[PATCH 1/1] lib: sbi: relax scoldboot_lock spinlock

Heinrich Schuchardt xypron.glpk at gmx.de
Thu Aug 13 14:58:48 EDT 2020


On 13.08.20 19:45, Atish Patra wrote:
> On Thu, Aug 13, 2020 at 10:03 AM Jessica Clarke <jrtc27 at jrtc27.com> wrote:
>>
>> On 13 Aug 2020, at 17:51, Heinrich Schuchardt <xypron.glpk at gmx.de> wrote:
>>> On 13.08.20 18:36, Jessica Clarke wrote:
>>>> On 13 Aug 2020, at 17:24, Heinrich Schuchardt <xypron.glpk at gmx.de> wrote:
>>>>>
>>>>> OpenSBI hangs in wake_coldboot_harts() indefinitely on the MaixDuino board
>>>>> when trying to boot U-Boot as FW_PAYLOAD.
>>>>
>>>> This smells of there being a more fundamental issue that's not being
>>>> addressed which this manages to work around, either reliably or by
>>>> chance.
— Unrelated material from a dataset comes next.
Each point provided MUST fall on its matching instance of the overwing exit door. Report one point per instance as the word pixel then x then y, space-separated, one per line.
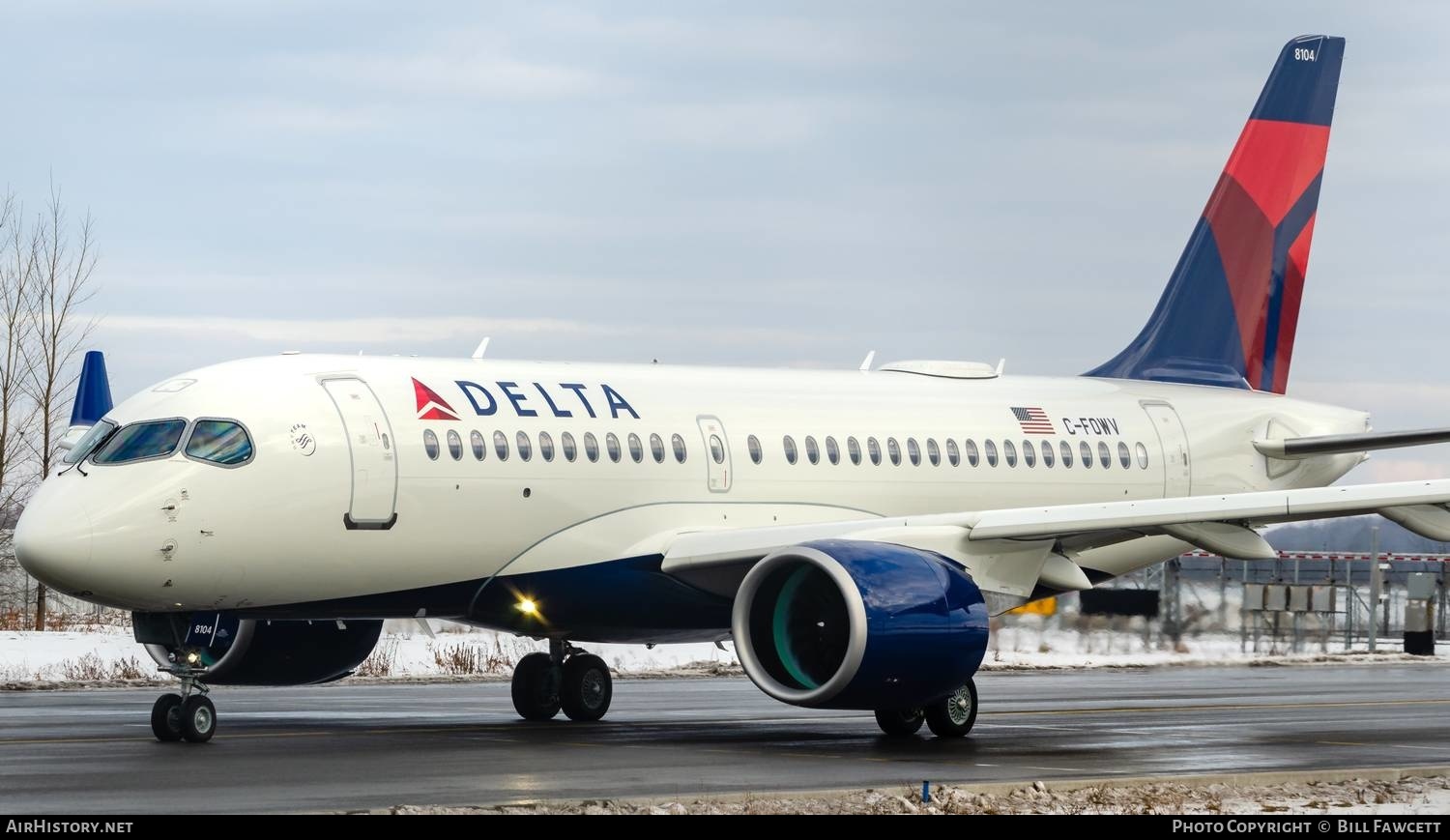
pixel 716 453
pixel 1177 472
pixel 370 443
What is the actual deadlock condition you observe?
>>>
>>> There are only two function using coldboot_lock spinlock:
>>>
>>> * wake_coldboot_harts()
>>> * wait_for_coldboot()
>>>
>>> wake_coldboot_harts() was entered but never left without patching one of
>>> the functions.
>>>
>>> The Kendryte K210 has two harts. One goes the cold boot path while the
>>> other is sent to the warm boot path.
>>
>> The K210's platform definition uses clint_ipi_send, which as far as I
>> can tell is entirely non-blocking. The only thing wake_coldboot_harts
>> does with the lock held is set coldboot_done to 1 and send an IPI to
>> all the other harts. Thus wake_coldboot_harts should never be able to
>> block holding the spin lock, meaning wait_for_coldboot should
>> eventually wake up and be able to acquire the lock (on platforms that
>> implement WFI fully it shouldn't have to wait long for the lock, though
>> on platforms that make it a NOP there might be a bit of .
>>
>
> Yes. If wake_coldboot_harts is never able to acquire the spinlock,
> that indicates spinlock
> is always acquired by wait_for_coldboot. That can happen if
>
> 1. WFI is implemented as NOP as suggested by Jessica and MSIP in MIP
> is set which
> shouldn't happen unless there is an IPI sent.
>
> Can you try clearing the MIP just before acquiring the lock ? In qemu
> & unleashed, modifying the MSIP bit in
> MIP doesn't actually do anything. So we do sbi_platform_ipi_clear  to reset it.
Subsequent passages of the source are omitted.